They are not yet a century old but a collection of black and white photographs taken by a pioneering aerial photographer shows how very different aspects of everyday life are for Britons today.
The images, taken by Arthur William Hobart in the 1930s as he leant out of a biplane, capture people moving about on horse-drawn vehicles as well as in motorised ones, and rivers teeming with working boats.
There are striking images of industrial sites hemmed in by the terraces that housed their employees, and scenes of the British seaside that look a lot more genteel and less crowded than some of today’s brash resorts.
Historic England is releasing pictures from Hobart’s Air Pictures Portleven collection after organising and digitising them.
The collection features 242 images showing national landmarks, towns and cities, industrial sites, construction projects, cliffs and beaches, documenting the era between the two world wars.
Born in 1882 in London, Hobart worked as a baker, commercial traveller and draper’s clerk before turning to aerial photography around 1920.

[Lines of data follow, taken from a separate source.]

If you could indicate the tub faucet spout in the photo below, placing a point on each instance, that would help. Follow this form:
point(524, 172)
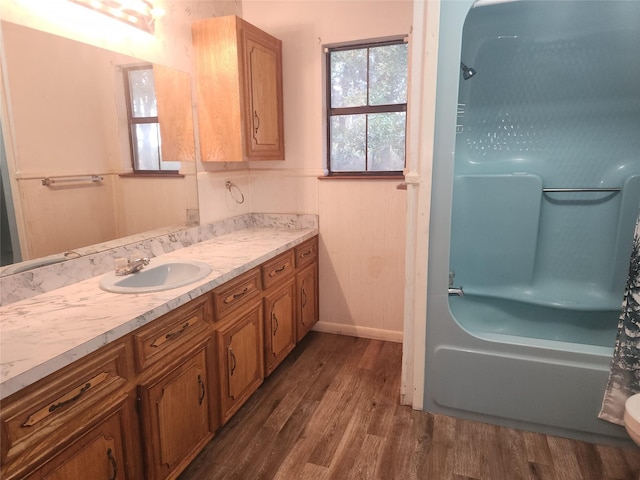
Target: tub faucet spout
point(456, 291)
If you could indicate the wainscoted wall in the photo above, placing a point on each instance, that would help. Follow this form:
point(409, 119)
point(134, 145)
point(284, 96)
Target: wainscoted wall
point(362, 238)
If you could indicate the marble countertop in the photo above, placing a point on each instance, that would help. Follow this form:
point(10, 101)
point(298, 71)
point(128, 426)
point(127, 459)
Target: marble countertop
point(44, 333)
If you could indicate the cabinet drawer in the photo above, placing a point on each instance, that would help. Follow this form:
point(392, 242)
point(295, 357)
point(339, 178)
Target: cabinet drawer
point(46, 416)
point(171, 331)
point(307, 252)
point(280, 267)
point(236, 293)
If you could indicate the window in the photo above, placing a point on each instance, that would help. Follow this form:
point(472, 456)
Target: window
point(367, 108)
point(144, 129)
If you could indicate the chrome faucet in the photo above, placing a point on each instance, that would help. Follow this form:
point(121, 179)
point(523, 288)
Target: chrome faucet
point(457, 290)
point(127, 266)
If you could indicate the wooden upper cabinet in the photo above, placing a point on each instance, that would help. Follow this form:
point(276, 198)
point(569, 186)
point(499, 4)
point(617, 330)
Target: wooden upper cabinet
point(239, 85)
point(175, 114)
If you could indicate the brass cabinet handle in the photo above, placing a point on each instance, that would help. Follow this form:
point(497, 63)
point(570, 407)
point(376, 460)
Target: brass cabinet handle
point(114, 465)
point(273, 317)
point(65, 399)
point(81, 392)
point(170, 336)
point(256, 122)
point(201, 384)
point(236, 296)
point(304, 254)
point(273, 273)
point(232, 359)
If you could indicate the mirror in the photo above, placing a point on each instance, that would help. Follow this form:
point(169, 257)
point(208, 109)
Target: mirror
point(66, 148)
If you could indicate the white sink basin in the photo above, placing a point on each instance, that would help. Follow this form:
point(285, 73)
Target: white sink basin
point(155, 278)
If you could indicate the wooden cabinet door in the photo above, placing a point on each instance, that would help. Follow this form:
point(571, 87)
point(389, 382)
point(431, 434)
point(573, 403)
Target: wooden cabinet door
point(279, 326)
point(176, 413)
point(307, 300)
point(99, 454)
point(263, 77)
point(240, 358)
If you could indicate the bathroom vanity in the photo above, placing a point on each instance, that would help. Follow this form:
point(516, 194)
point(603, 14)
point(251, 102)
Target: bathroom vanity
point(103, 386)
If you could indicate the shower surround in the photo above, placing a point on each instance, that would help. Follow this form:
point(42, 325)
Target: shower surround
point(536, 189)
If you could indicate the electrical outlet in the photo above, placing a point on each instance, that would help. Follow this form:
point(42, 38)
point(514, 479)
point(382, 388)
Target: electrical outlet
point(193, 216)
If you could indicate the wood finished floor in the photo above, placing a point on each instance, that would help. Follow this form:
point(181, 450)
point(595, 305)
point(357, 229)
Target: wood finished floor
point(330, 411)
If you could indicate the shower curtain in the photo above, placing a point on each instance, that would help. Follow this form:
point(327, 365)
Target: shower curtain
point(624, 376)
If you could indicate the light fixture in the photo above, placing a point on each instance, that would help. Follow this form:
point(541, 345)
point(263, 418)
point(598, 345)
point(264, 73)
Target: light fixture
point(139, 13)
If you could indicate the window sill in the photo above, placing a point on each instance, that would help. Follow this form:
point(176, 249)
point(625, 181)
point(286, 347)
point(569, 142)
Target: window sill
point(395, 177)
point(151, 175)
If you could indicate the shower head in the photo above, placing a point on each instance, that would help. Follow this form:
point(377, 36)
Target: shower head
point(467, 72)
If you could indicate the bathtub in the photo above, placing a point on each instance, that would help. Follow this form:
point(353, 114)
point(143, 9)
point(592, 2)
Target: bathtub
point(542, 268)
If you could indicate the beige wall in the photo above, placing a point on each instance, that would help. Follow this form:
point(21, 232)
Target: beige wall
point(69, 129)
point(362, 223)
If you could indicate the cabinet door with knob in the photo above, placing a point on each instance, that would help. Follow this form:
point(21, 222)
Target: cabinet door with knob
point(239, 348)
point(178, 415)
point(306, 300)
point(239, 87)
point(279, 325)
point(102, 453)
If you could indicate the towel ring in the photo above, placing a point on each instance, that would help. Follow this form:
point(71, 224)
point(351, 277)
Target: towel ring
point(232, 187)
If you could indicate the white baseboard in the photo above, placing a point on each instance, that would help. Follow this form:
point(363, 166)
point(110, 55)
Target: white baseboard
point(356, 331)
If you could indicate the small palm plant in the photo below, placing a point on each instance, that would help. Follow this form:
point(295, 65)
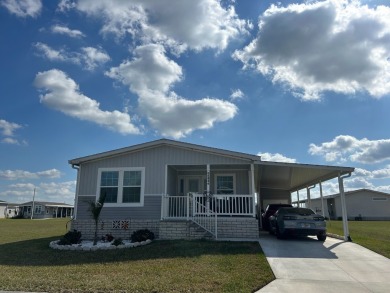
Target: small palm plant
point(95, 207)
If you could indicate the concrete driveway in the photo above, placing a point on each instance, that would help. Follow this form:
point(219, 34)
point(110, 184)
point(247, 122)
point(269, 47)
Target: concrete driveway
point(307, 265)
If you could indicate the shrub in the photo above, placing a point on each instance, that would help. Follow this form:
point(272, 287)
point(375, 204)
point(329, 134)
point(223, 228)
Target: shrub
point(117, 241)
point(71, 237)
point(142, 235)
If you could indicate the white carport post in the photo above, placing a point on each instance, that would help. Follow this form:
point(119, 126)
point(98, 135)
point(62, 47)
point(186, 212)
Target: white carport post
point(308, 196)
point(322, 201)
point(344, 207)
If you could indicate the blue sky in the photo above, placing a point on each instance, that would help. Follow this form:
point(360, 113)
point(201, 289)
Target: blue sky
point(301, 81)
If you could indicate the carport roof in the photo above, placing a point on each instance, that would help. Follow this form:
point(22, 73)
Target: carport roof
point(293, 177)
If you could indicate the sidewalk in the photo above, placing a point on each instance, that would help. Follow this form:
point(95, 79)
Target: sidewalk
point(307, 265)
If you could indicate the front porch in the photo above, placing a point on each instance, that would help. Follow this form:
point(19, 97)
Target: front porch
point(209, 216)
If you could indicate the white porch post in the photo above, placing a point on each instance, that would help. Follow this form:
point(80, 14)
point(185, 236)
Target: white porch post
point(322, 200)
point(208, 187)
point(163, 197)
point(344, 207)
point(253, 191)
point(308, 196)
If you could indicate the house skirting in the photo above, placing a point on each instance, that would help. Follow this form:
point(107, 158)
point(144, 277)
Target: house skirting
point(119, 228)
point(228, 228)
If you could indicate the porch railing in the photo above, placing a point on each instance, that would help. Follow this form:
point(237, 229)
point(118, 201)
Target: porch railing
point(185, 207)
point(204, 217)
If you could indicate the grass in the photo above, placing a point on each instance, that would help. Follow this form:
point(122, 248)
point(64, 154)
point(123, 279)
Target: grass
point(27, 263)
point(374, 235)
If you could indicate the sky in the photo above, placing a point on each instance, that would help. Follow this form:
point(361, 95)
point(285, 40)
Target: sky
point(293, 81)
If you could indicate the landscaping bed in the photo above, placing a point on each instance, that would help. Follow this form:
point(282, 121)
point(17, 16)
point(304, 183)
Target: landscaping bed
point(27, 263)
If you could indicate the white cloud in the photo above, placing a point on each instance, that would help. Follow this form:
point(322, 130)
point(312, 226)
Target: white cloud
point(177, 24)
point(345, 147)
point(276, 157)
point(94, 57)
point(22, 175)
point(23, 8)
point(61, 93)
point(63, 30)
point(56, 55)
point(8, 128)
point(53, 191)
point(331, 45)
point(151, 75)
point(89, 59)
point(10, 140)
point(65, 5)
point(149, 70)
point(237, 94)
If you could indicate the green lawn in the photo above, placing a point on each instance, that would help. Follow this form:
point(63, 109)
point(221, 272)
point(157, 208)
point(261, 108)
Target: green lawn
point(374, 235)
point(27, 263)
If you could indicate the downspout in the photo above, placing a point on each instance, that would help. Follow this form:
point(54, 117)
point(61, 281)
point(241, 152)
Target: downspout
point(77, 190)
point(344, 206)
point(308, 196)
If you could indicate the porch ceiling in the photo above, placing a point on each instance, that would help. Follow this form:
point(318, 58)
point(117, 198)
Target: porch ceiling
point(292, 177)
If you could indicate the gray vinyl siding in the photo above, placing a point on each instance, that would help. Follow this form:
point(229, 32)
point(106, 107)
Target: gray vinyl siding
point(154, 160)
point(172, 181)
point(150, 210)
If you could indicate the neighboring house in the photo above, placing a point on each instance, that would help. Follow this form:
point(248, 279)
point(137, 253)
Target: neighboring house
point(3, 209)
point(362, 204)
point(45, 210)
point(12, 210)
point(185, 191)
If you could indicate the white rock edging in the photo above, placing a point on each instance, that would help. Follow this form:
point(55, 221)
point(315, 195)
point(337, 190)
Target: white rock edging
point(88, 245)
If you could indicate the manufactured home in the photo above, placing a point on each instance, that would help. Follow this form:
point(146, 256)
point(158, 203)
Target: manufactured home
point(185, 191)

He was commissioned by the construction industry, industrial sectors and the press, but also took pictures to be sold as postcards to people who were intrigued by a view of their country from a new perspective.
There are images in the collection of beloved buildings such as St Paul’s and Salisbury cathedrals, and pictures of the building of vital pieces of infrastructure such as Battersea power station and Twickenham Bridge in London. Most of the images show England but there are a few taken in Scotland and Wales.
Gary Winter, the engagement and content officer in the participation and learning team at Historic England, said he particularly liked the images that gave a glimpse of life for ordinary Britons, such as those showing the Potteries in Staffordshire with their extraordinary bottle-shaped kilns surrounded by the terrace homes of workers.
He said: “There are some fantastic views showing just how much some of the pottery sites were embedded within the cityscape itself. It shows how much these places of industry were embedded within the communities that actually worked them. There’s a huge contrast to the sort of deindustrialised landscape that we have around us now.”
Winter also likes the images of football grounds. “There’s a really good one of the Dell [Southampton FC’s former home ground]. Streets, houses and a church surround the stadium. The football ground is part of the community.”
The collection takes its name from a misspelling of Porthleven, a Cornish fishing village where Hobart lived in later life.
Duncan Wilson, the chief executive of Historic England, said: “Flicking through these photos lets you take flight over 1930s England, to see the changing face of the country in the interwar period.”